In the commercial world, QLF is QSD: your signals are mutilated (e.g. bad
fist). 

Bad fists are *everywhere*, Hi! 

73, Ron AC7AC



-----Original Message-----
From: Ken [mailto:[email protected]] 
Sent: Monday, February 20, 2012 5:52 AM
To: Ron D'Eau Claire
Cc: [email protected]
Subject: Re: [Elecraft] The Old RST

Interesting his, thanks for sharing.  My comments are below:
On Feb 19, 2012, at 11:02 PM, Ron D'Eau Claire wrote:
> 
> 
> I have always preferred what the commercial CW operators used, the QSA
> report. QSA1 for audible but unreadable to QSA5 for perfect copy. The QSA
> report considered both the strength and the 'copyability' of the signal.
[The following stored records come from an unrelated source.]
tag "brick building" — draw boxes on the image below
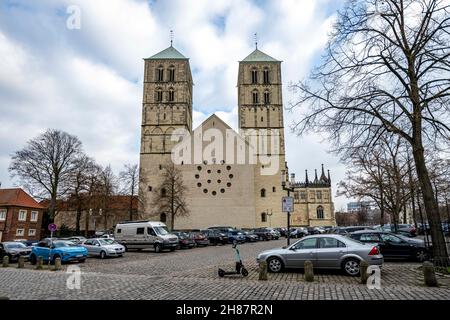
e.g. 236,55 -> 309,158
0,188 -> 44,241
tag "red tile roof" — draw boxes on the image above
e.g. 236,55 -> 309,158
0,188 -> 44,209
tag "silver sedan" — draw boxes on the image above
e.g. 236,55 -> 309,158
256,234 -> 383,276
82,238 -> 125,259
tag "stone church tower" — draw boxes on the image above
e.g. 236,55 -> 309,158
238,48 -> 286,227
139,45 -> 193,213
139,45 -> 334,230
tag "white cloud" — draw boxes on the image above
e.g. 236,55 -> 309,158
0,0 -> 343,207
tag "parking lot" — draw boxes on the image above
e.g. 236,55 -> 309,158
0,239 -> 450,300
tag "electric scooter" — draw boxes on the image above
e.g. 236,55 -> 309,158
218,241 -> 248,278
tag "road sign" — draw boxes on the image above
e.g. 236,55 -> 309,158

A
> huge signal but a lousy "fist" might merit a QSA2.


Well there is always QLF   ;-)

> 
> 
> It's been nearly a century since the T report had any meaning, yet we Hams
> still use it. 

I have recently heard some T7 or T8 signals on the air as well as a 579C.
Yes, it's rare, thankfully, but no reason to give up the ability to report.